Tim Hetherington's girlfriend

Tim Hetherington’s girlfriend


Tim Hetherington in The Evening Standard

Tim Hetherington in The Evening Standard

Shirky's Third Way

Here’s Clay Shirky in Cognitive Surplus, discussing differing views on human behaviour and how that affects political ideology:

Assumptions that people are selfish can become self-fulfilling prophecies, creating systems that provide lots of individual freedom to act but not a lot of public value or management of collective resources for the greater public good. Systems designed around assumptions of selfishness can also crowd out solutions that could arise when people communicate with one another and enter into agreements that they jointly monitor and enforce. Conversely, systems that assume people will act in ways that create public goods, and that give them opportunities and rewards for doing so, often let them work together better than neoclassical economics would predict.
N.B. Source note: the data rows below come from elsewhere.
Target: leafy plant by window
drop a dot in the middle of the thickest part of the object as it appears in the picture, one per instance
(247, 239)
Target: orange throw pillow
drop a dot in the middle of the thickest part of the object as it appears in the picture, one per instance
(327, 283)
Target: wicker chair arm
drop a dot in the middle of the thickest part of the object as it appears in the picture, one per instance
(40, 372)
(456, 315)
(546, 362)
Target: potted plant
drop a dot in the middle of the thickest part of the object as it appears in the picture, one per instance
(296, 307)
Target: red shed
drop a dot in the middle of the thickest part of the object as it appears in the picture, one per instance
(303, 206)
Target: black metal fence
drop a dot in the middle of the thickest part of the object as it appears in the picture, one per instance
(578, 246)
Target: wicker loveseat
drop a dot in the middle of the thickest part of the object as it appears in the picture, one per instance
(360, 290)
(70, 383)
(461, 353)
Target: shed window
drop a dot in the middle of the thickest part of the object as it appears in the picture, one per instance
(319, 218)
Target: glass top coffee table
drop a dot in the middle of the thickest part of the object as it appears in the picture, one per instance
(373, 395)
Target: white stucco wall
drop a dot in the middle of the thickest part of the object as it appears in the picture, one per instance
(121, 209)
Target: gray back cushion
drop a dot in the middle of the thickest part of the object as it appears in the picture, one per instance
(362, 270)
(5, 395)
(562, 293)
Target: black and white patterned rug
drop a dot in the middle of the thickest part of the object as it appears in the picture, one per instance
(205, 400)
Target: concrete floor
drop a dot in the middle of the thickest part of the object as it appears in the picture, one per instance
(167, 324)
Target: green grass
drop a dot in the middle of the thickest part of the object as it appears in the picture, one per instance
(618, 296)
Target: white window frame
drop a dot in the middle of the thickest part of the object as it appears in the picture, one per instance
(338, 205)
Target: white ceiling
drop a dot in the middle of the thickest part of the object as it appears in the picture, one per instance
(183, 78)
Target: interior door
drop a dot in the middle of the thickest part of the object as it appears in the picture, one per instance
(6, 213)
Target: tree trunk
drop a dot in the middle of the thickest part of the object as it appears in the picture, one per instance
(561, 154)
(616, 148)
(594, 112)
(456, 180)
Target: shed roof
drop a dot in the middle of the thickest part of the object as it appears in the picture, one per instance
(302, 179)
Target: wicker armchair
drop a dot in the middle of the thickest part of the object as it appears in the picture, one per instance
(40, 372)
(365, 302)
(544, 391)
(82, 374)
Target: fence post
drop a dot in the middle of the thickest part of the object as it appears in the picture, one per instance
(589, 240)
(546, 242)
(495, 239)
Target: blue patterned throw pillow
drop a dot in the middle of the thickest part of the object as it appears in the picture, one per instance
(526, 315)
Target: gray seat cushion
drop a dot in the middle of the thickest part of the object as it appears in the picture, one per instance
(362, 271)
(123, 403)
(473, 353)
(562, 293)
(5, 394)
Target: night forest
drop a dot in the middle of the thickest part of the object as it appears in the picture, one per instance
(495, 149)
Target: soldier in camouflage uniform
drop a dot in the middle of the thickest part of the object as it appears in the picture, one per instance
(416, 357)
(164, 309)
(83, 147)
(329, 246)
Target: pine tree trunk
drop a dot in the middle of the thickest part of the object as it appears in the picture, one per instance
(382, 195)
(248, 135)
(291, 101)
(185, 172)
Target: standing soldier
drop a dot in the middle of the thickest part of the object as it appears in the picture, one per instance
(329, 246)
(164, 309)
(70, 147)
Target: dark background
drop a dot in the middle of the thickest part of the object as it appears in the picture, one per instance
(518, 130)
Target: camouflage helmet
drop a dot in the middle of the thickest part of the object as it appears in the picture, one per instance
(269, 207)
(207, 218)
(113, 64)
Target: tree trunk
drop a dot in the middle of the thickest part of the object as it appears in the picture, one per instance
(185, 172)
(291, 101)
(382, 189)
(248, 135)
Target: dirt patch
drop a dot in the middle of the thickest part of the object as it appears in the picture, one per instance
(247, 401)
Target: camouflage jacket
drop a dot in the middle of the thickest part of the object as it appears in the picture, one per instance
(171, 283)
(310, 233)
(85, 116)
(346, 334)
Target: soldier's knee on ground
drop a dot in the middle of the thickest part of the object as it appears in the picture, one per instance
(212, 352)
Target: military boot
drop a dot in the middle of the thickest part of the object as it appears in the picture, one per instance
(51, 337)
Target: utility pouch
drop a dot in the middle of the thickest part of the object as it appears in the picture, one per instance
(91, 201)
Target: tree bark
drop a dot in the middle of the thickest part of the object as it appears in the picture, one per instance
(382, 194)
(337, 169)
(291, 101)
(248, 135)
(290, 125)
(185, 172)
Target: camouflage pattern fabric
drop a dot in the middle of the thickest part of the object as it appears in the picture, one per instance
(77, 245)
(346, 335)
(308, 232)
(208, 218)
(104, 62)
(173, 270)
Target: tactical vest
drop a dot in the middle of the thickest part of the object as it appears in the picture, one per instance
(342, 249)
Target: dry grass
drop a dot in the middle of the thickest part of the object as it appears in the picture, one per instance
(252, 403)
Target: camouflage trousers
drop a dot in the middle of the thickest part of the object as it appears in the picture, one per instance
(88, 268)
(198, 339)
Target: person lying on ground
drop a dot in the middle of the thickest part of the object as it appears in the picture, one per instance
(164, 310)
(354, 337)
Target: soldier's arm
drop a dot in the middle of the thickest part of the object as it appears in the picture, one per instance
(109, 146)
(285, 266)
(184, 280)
I think this is as good a description as any as to why some people end up as small-c conservatives and others as small-s socialists. The latter is the view that I tend to, one that seems inherently more optimistic about human nature than conservatives or indeed libertarians would have us believe.
Shirky goes on to describe how neoclassical economics, which prizes the firm and enterprise as the most efficient form of collaboration, prevailed (in the 20th Century) over the socialist, state-led alternative. However, the rest of Cognitive Surplus goes on to describe models of co-ordination that are neither market-driven or state-sponsored. OpenSource projects like Linux and Apache and user-generated websites like Wikipedia are obvious examples. The Third Way is often used to describe a centrism, that combines elements of capitalism and socialism. Private companies as the best way to improve public services, and all the other ideas that defines the approach (and inspired the name ) of my alma mater, the Social Market Foundation. However, a not-for-profit, “commons” approach seems a much better definition of a Third Way – a genuinely different method of co-ordination, not just a split-the-difference compromise.
Moreover, this idea of community project building on a not-for-profit basis seems very close to David Cameron’s Big Society! I am still reading Cognitive Surplus so cannot comment on Shirky’s overall conclusions, but I suspect that Big Society-type alternatives to capitalism and command-and-control will be presented. The question is – Can we use our cognitive surplus to deliver essential services? OpenSource media? Definitely. Maybe even banking and transport. But hospitals?